I have often wondered how the monks and the workers coped with the vagaries and idiosyncrasies of the various groups with regard to methods in spiritual matters, and other general behaviours, given the fact that they are monks and that that place is a monastery ground. This would be difficult, especially with non-Catholic Christians that do not usually have that Catholic discipline and institutionalized Catholic obedience and reverence. For Catholic groups with official programmes there was little or no problem. Fr Stephen Uche Njoku held a monthly programme there, which attracted a large crowd, before he founded the Upper Room Ministry and established Jesus Emmanuel Town at Nike, in about 1988. They went in in peace and came out happily, in peace. Not so with some other people, including some Catholics who have considered fashionable, and adopted, the Pentecostals’ mentality and mannerisms. This largeness of heart of the Monastery, with the unusual accommodation of varieties of people’s behaviours, may have presented great difficulties. Mounting abuses may have resulted in closing the place to the public as people reported some few years ago – sometime after 2013.

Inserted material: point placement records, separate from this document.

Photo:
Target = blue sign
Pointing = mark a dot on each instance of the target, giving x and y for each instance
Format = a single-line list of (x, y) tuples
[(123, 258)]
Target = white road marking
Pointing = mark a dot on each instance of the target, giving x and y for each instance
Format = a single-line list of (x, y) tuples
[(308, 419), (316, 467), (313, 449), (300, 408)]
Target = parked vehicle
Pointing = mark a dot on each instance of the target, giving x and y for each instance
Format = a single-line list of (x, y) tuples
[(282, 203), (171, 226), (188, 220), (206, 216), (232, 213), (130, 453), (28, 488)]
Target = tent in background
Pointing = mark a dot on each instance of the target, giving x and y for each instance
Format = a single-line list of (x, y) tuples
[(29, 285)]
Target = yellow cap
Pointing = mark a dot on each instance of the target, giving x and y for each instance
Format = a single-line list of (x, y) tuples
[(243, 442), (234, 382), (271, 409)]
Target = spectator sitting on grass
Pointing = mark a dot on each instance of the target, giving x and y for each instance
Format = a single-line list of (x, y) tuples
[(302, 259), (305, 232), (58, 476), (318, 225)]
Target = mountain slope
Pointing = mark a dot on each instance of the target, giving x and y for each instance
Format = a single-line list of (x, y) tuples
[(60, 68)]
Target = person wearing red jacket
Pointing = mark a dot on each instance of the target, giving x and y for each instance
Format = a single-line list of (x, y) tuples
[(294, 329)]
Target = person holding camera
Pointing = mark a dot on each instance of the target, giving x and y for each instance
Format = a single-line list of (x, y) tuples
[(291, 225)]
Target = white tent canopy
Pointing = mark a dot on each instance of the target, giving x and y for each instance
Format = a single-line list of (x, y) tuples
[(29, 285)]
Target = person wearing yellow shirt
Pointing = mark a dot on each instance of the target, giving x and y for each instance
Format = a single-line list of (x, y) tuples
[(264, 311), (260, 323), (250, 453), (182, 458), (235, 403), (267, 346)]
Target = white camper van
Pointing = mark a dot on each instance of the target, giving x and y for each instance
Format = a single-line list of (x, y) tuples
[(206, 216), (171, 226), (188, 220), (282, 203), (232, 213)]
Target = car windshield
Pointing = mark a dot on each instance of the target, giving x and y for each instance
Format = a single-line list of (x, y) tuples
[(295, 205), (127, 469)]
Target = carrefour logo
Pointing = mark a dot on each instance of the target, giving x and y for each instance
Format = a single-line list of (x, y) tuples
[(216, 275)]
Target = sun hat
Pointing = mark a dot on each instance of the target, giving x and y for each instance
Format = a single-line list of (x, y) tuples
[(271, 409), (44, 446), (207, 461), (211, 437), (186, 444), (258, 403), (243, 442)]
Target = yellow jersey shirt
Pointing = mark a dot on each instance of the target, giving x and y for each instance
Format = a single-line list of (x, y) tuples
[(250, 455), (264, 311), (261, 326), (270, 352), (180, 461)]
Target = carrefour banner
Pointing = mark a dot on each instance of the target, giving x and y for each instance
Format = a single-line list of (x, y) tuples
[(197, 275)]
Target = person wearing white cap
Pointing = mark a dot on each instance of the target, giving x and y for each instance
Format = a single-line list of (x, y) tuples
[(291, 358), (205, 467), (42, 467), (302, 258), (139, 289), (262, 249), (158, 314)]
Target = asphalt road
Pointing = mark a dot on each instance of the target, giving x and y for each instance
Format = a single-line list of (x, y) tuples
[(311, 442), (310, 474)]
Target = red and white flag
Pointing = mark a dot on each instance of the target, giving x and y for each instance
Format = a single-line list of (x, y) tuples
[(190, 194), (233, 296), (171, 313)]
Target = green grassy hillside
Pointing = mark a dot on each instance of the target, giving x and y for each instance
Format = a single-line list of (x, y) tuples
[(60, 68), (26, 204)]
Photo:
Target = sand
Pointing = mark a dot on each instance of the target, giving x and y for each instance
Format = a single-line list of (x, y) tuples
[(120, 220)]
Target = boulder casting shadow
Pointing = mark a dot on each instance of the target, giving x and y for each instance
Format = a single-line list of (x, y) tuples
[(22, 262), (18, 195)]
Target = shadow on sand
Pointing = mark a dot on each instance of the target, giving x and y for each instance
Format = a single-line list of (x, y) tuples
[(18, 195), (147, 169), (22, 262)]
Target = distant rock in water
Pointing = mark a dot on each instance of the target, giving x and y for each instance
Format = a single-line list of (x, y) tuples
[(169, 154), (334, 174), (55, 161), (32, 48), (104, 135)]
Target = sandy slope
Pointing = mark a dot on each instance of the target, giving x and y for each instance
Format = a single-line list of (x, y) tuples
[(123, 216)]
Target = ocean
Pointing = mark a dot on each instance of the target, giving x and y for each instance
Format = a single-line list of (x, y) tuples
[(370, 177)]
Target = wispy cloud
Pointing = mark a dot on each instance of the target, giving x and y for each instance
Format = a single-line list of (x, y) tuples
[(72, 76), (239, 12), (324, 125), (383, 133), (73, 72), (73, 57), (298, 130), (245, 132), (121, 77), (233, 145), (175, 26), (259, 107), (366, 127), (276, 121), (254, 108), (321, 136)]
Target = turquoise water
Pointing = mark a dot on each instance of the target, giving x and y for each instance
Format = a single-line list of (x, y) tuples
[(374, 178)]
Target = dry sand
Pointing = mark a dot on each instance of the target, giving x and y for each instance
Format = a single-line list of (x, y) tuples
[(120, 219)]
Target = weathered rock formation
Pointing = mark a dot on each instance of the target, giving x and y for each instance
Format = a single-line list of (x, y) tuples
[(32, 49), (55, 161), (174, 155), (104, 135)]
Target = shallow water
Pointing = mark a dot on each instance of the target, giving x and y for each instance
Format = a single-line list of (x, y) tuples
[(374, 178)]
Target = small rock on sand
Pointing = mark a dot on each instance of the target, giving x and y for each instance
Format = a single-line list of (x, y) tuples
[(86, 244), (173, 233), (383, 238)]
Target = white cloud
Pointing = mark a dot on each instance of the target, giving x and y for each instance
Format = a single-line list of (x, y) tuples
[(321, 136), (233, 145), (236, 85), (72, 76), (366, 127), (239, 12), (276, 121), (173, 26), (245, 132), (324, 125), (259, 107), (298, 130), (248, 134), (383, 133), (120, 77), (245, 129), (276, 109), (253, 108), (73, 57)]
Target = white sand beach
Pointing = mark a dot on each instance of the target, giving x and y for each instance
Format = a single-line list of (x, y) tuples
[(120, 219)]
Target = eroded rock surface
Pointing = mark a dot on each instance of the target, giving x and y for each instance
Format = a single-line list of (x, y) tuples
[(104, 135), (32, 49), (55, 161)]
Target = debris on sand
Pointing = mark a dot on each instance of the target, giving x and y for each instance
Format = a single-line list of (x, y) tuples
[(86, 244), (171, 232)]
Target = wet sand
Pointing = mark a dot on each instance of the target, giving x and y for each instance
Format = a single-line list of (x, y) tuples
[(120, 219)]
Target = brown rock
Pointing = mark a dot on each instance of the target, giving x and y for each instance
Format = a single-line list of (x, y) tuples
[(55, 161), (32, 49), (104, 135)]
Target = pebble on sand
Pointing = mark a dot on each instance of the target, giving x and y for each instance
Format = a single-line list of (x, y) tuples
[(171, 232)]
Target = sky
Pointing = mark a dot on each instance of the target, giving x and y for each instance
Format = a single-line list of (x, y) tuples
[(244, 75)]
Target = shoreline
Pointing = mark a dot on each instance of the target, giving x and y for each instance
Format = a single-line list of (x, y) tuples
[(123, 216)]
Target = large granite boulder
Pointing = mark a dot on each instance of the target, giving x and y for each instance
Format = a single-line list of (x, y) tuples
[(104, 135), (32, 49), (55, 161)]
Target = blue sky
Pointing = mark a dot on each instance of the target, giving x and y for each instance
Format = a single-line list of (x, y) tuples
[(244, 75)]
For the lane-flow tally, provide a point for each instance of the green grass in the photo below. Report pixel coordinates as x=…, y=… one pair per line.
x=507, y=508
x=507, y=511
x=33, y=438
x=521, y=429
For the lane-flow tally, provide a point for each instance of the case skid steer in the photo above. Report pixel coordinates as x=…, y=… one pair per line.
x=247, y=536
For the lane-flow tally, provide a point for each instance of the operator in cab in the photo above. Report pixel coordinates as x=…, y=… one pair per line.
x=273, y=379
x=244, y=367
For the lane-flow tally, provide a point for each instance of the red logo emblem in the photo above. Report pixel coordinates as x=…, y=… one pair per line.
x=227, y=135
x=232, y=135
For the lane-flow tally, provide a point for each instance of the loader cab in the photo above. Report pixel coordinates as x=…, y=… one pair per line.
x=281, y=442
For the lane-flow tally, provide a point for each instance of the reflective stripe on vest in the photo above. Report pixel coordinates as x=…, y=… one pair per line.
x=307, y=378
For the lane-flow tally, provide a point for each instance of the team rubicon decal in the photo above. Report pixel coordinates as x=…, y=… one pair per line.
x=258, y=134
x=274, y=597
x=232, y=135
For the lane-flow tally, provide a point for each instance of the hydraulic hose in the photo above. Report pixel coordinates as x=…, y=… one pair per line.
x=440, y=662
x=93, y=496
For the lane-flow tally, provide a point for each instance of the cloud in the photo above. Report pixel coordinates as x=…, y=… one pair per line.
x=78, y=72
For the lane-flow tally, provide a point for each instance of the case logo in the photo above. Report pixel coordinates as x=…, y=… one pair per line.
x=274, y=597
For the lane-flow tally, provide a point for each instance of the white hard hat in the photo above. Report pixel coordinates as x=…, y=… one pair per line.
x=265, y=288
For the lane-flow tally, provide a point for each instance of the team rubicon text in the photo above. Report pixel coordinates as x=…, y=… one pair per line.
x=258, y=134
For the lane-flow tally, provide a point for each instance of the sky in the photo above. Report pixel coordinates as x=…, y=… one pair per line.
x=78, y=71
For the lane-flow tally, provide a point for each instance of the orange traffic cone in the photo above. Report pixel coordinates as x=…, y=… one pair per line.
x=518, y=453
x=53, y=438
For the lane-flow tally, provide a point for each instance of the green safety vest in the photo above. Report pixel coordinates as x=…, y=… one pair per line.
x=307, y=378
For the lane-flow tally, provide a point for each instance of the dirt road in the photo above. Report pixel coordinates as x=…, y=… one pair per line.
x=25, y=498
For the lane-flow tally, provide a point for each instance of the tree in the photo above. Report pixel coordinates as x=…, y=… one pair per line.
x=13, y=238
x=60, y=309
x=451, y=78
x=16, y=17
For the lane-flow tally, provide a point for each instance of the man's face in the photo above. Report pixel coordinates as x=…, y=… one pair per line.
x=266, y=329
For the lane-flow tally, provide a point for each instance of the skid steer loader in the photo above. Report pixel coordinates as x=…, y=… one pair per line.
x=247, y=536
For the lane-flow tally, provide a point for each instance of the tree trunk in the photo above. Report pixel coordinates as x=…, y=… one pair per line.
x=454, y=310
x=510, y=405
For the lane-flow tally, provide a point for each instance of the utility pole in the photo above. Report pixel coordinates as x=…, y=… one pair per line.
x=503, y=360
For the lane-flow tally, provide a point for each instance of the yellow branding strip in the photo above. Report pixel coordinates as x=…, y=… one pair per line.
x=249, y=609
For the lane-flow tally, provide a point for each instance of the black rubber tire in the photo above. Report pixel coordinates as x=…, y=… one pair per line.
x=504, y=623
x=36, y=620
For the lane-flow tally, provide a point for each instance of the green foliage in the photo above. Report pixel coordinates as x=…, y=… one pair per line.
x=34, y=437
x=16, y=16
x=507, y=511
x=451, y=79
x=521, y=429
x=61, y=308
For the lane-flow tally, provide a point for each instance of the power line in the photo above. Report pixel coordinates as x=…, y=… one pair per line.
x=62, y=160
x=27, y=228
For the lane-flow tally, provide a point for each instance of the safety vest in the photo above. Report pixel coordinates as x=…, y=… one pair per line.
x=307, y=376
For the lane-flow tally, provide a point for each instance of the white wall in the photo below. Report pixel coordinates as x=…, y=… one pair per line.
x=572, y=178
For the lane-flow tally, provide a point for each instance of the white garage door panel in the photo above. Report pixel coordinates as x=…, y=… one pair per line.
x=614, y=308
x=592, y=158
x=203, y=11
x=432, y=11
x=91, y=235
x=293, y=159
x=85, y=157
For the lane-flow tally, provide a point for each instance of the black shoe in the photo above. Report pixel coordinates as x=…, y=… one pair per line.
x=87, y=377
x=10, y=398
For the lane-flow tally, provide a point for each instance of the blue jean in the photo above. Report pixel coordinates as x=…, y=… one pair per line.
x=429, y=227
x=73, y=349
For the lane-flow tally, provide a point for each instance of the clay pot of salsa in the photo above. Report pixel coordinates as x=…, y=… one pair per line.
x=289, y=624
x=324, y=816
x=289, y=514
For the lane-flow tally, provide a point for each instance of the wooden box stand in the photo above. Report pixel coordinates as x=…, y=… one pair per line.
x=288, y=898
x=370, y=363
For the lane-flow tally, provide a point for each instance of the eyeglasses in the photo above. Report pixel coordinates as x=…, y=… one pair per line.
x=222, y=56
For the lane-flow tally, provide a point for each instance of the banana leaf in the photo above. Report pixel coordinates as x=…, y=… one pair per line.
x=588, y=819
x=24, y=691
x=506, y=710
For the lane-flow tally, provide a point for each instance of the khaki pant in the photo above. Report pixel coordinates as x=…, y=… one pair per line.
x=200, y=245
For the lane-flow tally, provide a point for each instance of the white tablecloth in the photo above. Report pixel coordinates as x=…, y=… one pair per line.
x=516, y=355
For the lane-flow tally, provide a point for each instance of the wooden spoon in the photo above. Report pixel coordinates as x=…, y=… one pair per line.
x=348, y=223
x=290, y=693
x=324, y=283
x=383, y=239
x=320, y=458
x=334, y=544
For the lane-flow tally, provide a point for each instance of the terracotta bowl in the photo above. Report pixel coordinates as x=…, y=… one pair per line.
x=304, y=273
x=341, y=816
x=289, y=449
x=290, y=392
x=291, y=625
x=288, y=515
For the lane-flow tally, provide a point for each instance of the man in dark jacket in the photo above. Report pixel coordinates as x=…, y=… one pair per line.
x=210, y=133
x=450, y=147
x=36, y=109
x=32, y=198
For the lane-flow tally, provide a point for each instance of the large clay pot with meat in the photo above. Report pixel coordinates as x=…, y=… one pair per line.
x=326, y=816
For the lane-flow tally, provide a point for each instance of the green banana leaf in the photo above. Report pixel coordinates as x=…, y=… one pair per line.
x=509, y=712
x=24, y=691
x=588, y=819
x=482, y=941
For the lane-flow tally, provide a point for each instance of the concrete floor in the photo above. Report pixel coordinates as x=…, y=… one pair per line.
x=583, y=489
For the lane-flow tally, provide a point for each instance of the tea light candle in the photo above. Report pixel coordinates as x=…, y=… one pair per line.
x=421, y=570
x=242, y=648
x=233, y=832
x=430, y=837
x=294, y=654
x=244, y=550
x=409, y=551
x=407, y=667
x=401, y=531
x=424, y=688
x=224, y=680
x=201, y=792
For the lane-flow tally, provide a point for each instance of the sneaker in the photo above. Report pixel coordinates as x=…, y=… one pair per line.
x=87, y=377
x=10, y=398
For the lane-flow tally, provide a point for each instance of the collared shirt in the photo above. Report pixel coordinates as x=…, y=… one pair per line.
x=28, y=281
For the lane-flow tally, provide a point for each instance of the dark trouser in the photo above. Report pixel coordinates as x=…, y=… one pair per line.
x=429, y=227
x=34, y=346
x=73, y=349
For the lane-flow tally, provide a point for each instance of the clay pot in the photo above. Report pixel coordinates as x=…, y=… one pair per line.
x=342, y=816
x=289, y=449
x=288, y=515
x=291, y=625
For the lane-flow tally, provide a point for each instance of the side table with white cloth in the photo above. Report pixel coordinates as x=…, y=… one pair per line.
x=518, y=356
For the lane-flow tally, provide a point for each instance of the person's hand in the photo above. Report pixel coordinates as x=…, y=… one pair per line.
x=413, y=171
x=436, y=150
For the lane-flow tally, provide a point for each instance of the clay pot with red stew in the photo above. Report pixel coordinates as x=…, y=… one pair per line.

It is true Awhum caves and waterfalls and the grounds around the monastery are a wonderful tourist attraction but they are, very importantly, part of the precincts of a Monastery. A Monastery is a kind of hermitage, a cloister which is a residence that is a place of religious seclusion, and monks are a kind of religious hermits, people who are supposed to live in seclusion, devoting themselves to contemplation, to praying and to working hard, needing such a characteristic environment that should not be invaded by ordinary humans who are far from understanding the nature and the special importance of their vocation.
The few rather materialistic natives who decry their loss of a veritable source of a great tourist revenue are not to blame enormously because spiritual things are not easy to understand by people that are very ordinary. They do not understand the mammoth privilege it is for their community to be selected to be the location for such a very rare spiritual powerhouse.